The legal issue presented by the above facts, is whether the rule laid down in Bernardo v. Genato (11 Phil., 603), Yu Lay v. Galmes (40 Phil., 651), and other subsequent cases, to the effect that in a case appealed from the Justice of the Peace Court to the Court of First Instance the parties may not present new issues not raised in the Justice of the Peace Court, is applicable to the case at bar, and deprived the Court of First Instance of the power to consider the counterclaim, within the jurisdiction of the Justice of the Peace Court, raised for the first time on appeal to the Court of First Instance, to the consideration of which no opportune objection was interposed by the adverse party. Our answer must be in the negative. In the first place, as defendant did not have the opportunity to present an answer, verbal or written, it can not be said that he raised any issue at all, and so he may not be said to have changed the issues on the appeal. In the second place, the right to demand the limitation of the issues to those presented in the Justice of the Peace Court is purely a procedural privilege or right, lodged in the party adversely affected, and, like any other procedural or statutory right not involving a public policy, subject to waiver by him. The party accorded the privilege must raise it at the first opportune time, and his failure to do so amounts to a waiver thereof. (Section 8, Rule 26, Rules of Court.) Lastly, the objection to the counterclaim had no legal standing in court as it was filed after he was declared in default and was never accepted by the court.

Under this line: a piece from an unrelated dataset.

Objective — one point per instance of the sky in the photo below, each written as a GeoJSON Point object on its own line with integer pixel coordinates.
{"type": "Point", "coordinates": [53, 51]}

Besides, there is nothing sacred in the pleadings and proceedings of an inferior court not of record. A case appealed therefrom is to be tried anew (trial de novo) upon its merits as if the same has been originally commenced in the Court of First Instance. Once in this court the rules applicable thereto govern. In accordance therewith, amendments are allowed freely in the discretion of the court in order to render substantial justice, and more especially to the end that the real matter in dispute and all matters in the action in dispute may, as far as possible, be completely determined in a single proceeding (Section 2, Rule 17, Rules of Court). The counterclaim presented by defendant in the case at bar is directly connected with plaintiff’s action. Plaintiff is seeking damages for failure of defendant to furnish all the logs he had promised to deliver, while defendant in his counterclaim demands the actual cost of the logs he delivered. Defendant’s counterclaim is a perfectly fair, legitimate, and valid one, directly related to plaintiff’s cause of action. The admission of the counterclaim, therefore, especially without the timely objection of the plaintiff, petitioner herein, and the refusal of the court to strike it out, after he had once answered it and upon his subsequent belated motion to disregard it, can not be said to be an abuse of discretion.

The petition is, therefore, denied, with costs against the petitioner.

Paras, C.J., Feria, Pablo, Bengzon, Padilla, Tuason, Montemayor, Reyes, Jugo and Bautista Angelo, JJ., concur.